Built on the first /recall of a session. Cached. Rebuilt when the vault’s HEAD SHA doesn’t match the SHA stamped in the index. Sub-second at this vault size. A couple seconds if it ever gets to 2000 notes.

Local-only. _index.db is gitignored. Vault is the source of truth, index is derived. If it ever corrupts, delete the file and the next /recall rebuilds it.

The query

/recall used to be three pipelined greps with hand-rolled ordering in bash. The index let me collapse all of that into one declarative query:

SELECT stem, title, repo, date, confidence,
       bm25(notes_fts) AS score
FROM notes_fts JOIN notes USING (stem)
WHERE notes_fts MATCH ?
ORDER BY
  score
  + CASE WHEN repo = ?            THEN -2.0 ELSE 0 END   -- current repo
  + CASE WHEN confidence = 'high' THEN -0.5 ELSE 0 END
  + CASE WHEN date > date('now','-90 days') THEN -0.3 ELSE 0 END
LIMIT 10

Same priorities I was hand-rolling in bash before — repo, then confidence, then recency — just declared in one place now. BM25 does the relevance math I was approximating.

Grep stays as fallback. If the index build fails — corrupt .db, schema mismatch after a /recall upgrade, write-permission weirdness on the cache dir — /recall falls through to the old grep path and the user gets results, just unranked. Pure insurance.

First /recall on the new index, query sqlite. 8 hits. Top 3 sit at 9.6 / 9.2 / 8.2 — all cortex-repo notes, +repo lifting them. #4 drops to 4.4. Same recency, same confidence, no +repo. You can read the boost stack right off the score column.

What BM25 doesn’t do

BM25 is lexical.

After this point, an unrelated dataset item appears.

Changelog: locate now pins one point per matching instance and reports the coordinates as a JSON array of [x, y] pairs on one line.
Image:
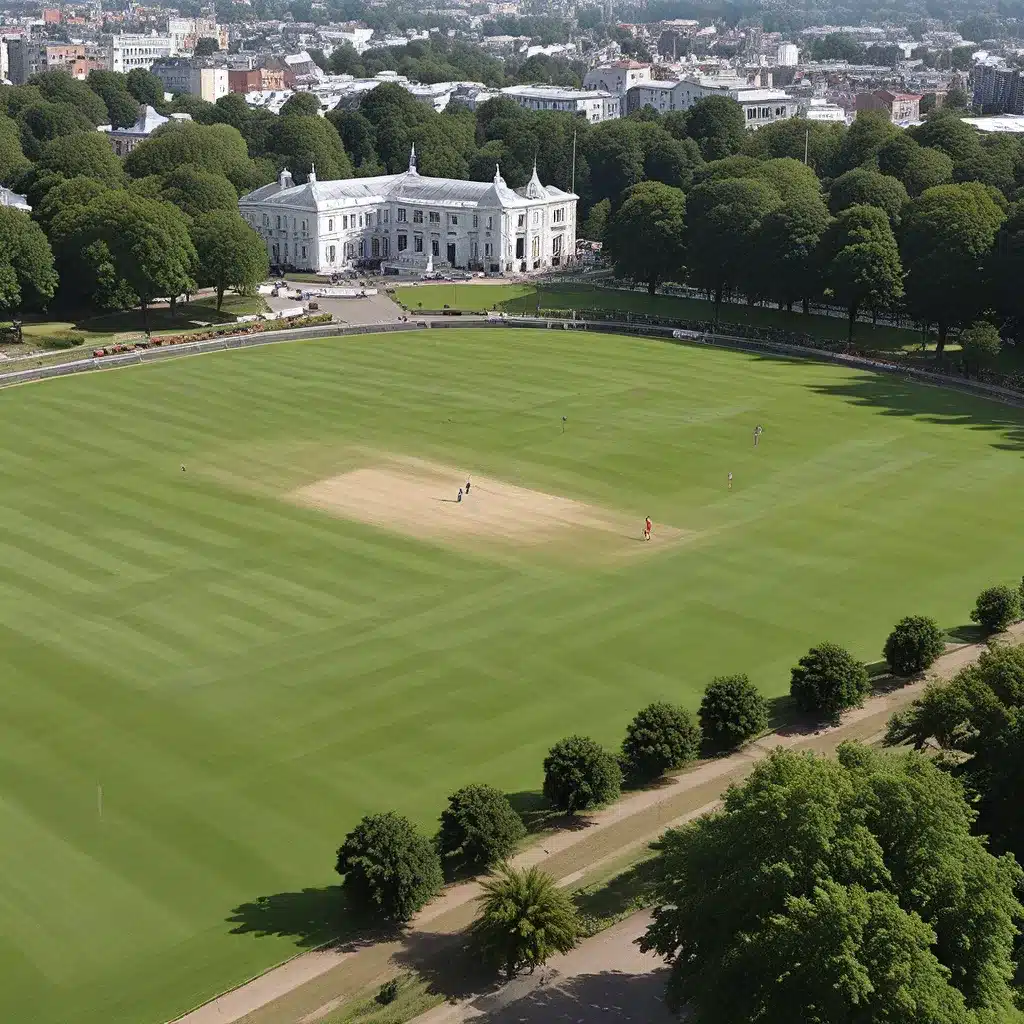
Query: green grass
[[415, 997], [523, 298], [245, 677]]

It matches tokens after stemming and case-folding — “migrating” finds “migrations,” “OAuth” finds “oauth.” It does not find:

“auth” → “OIDC” / “SSO”
“slow” → “latency” / “p99”
“DB upgrade” → “Postgres major version bump”

That’s semantic search, and it’s a different kind of upgrade — embedding model, vector column (sqlite-vec is a loadable extension, stays in the same .db file), hybrid scoring blending BM25 with cosine similarity. Bigger lift — model dependency, embedding cost at index time. Worth it at 500+ notes. Some day.

Eight parts in. Where the stack ended up:

markdown + frontmatter   notes — the source of truth
git                      authorship, history, review
gh                       auth, install, distribution
github actions           the curator
claude code skills       /memorize · /recall
sqlite (stdlib) + fts5   retrieval, ranked
grep                     fallback

Not in there: vector DB, embedding pipeline, sync daemon, hosting service, web UI, search API, onboarding flow.

The infrastructure list barely grew across eight parts. The conventions list did — _taxonomy.md (controlled vocab for tags, repos, services), _conventions.md (note structure rules), the curator’s review checklist (what the GHA bot enforces on every PR), the boost ordering above. That’s where the smarts went.

If BM25 breaks, embeddings. If embeddings break, who knows. Vault stays markdown either way.